Vor- und Nachbereitungszeiten beeinflussen die pädagogische Qualität erheblich…
denn diese ermöglichen, dass sich ErzieherInnen mit den gemachten Beobachtungen auseinandersetzen, diese  dokumentieren, sich Gedanken über Entwicklungsprozesse des einzelnen Kindes und der Kindergruppe machen und diese im Team, aber auch mit den Eltern beraten. Ebenso braucht die Planung und Bereitstellung von Bildungsangeboten Zeit, um die pädagogischen Prozesse und die Interaktionen in der Gruppe zu gestalten, zu reflektieren und zu variieren.
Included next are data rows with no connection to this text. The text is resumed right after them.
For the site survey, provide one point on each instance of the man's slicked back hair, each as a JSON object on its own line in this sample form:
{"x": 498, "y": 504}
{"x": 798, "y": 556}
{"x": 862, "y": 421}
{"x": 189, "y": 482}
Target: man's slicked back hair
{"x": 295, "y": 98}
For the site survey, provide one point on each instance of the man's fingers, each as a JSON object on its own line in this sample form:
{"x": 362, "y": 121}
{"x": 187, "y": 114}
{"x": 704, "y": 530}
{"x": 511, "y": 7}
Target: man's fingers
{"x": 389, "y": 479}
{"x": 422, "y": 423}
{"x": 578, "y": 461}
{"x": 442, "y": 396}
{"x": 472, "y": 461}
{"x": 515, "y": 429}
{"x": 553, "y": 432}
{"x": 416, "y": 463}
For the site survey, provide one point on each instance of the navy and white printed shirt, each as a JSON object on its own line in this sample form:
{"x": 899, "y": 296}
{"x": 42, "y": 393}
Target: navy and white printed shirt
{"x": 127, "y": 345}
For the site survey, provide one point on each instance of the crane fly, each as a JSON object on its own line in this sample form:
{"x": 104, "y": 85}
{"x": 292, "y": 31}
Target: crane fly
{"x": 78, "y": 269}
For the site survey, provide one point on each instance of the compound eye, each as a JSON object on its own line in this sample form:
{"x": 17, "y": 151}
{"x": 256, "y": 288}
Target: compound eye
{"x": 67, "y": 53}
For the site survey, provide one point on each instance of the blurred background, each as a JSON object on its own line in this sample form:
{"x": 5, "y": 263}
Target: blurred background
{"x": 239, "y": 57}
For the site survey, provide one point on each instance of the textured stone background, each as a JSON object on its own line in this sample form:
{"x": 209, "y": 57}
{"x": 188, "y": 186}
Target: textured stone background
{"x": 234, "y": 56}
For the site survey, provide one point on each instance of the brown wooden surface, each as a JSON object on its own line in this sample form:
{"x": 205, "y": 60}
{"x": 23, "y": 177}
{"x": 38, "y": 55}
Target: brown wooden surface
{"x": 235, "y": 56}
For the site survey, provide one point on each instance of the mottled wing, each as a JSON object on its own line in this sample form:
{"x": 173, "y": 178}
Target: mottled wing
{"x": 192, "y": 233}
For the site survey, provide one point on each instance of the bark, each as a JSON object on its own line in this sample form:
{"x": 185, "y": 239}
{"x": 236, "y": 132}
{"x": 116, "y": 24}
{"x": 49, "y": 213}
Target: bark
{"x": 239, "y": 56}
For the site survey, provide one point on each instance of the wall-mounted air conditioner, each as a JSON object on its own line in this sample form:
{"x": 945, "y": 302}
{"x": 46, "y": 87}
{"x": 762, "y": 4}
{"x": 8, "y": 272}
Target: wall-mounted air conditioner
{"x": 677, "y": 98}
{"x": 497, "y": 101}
Auch braucht es Zeit, um sich über pädagogische Ziele im Team zu verständigen und angeschobene Qualitätsentwicklungsprozesse umzusetzen. ErzieherInnen müssen auf der Grundlage des Brandenburgischen Bildungsplanes  vielfältige  Aufgaben erfüllen, sich regelmäßig fortbilden und neue Methoden und Instrumente anwenden. Das Land Brandenburg ist aufgefordert, für Vor- und Nachbereitungzeiten, Ausfallzeiten wie Krankheit und Fortbildung zusätzliche Zeit zur Verfügung zu stellen. Für diese Zeiten ist ein voller Personalausgleich zu gewährleisten, damit dies nicht zu Lasten der Bildung, Erziehung und Betreuung der Kinder geht. Denn wer bestellt, zahlt die Rechnung.